Friday, September 18, 2009

We were going where no one had gone before

Being born in 1956 meant that I was officially part of the Canadian baby boom (1947 - 1966), however, it also meant that I was just a shade too young to have been part of the wild and anti-establishment movements of the Sixties. Not to say I didn't know it was going on - I lived through it all - the nuclear bomb drills in school, the assassinations of Martin, Bobby & John, the race riots all over the US, the arrival of the Beatles in America, the protests against the Vietnam War, the Manson Family and the music and the flower children who danced and loved their winding way throughout the entire decade. Touched by it all, but unable to actually participate, my thinking was not like that of any generation that had come before me.

I was 13 years old in 1969 and Star Trek had been beaming into my universe every week for 3 years. I never missed an episode. It truly was the brave new world and I believed. Believed that there was a greater power, that good would always triumph over evil and that we would all someday live in a society where neither race, religion, wealth, gender, nor political stripe would mean anything.
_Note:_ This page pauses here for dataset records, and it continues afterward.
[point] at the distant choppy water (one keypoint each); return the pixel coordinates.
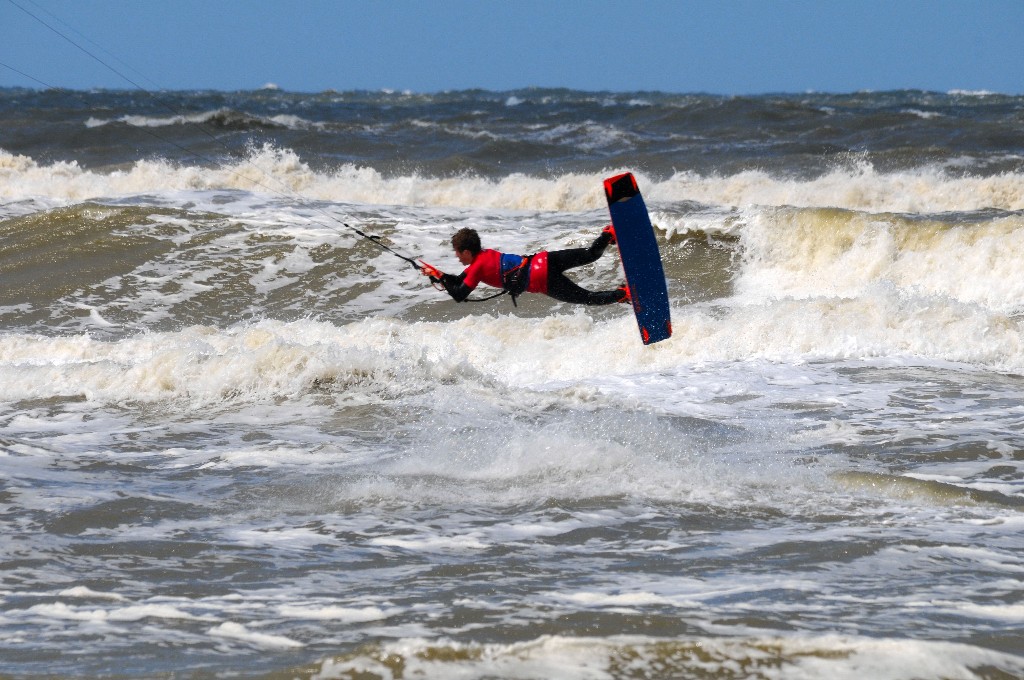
(237, 439)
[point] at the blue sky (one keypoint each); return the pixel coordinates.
(717, 46)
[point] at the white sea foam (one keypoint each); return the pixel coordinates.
(592, 659)
(282, 172)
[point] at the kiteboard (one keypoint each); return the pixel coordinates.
(640, 256)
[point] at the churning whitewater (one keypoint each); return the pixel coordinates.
(239, 438)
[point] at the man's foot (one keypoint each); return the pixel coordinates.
(610, 230)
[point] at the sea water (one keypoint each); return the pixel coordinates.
(238, 438)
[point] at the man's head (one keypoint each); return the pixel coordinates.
(467, 245)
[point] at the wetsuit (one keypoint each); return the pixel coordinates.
(546, 273)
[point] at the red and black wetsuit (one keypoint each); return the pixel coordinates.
(546, 274)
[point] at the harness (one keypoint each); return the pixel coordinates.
(515, 274)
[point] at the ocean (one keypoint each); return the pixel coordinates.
(240, 439)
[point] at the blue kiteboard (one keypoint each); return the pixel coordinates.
(641, 258)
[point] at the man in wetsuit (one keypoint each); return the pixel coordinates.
(543, 272)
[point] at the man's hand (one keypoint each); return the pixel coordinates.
(430, 270)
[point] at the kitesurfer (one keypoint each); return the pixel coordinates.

I think that Gene Roddenberry's vision influenced us in a way that no other generation before had ever experienced. It wasn't just what was in the message - it was that the message was visual. We all saw the same images, as Captain Kirk, Mr. Spock, Scottie and Bones hurtled through the universe. This was not like a book that some of us had read and each imagined just a little differently from one another - these were powerful visual images of a multi-national crew of men and women working together to achieve the same ends - and all of us saw it exactly the same way. This was good triumphing over evil week after week, planet by planet, surrounded by sophisticated technology created in a world where scientists developed tools that were intended to be used for something other than weapons of mass destruction.

I loved science fiction and besides my other tv favourites such as Lost in Space and Dr. Who, I read many of Isaac Asimov's short stories, was profoundly touched by Nevil Shute's "On the Beach" and very much affected by John Wyndham's "The Chrysalids". Then Gene Roddenberry gave us a new universe, and I embraced it. Now if I could just figure out who was behind it and how to make it happen.

All of these things were molding a young mind to reject organized Christian religion and the dogmas associated with it. It was painfully obvious to me that the Church (and I mean this in the broadest sense - basically all Christian religions that I had experienced to that time, namely Anglican, Catholic, Baptist and United) had not only fragmented society into sects that at best were suspicious of each other and at worst initiated wars against each other, but it had done nothing that I could see to alleviate the great suffering of so many of the world's people.

One thing about television - it had brought the real world right into our living rooms and there was no longer any way to gild the lily.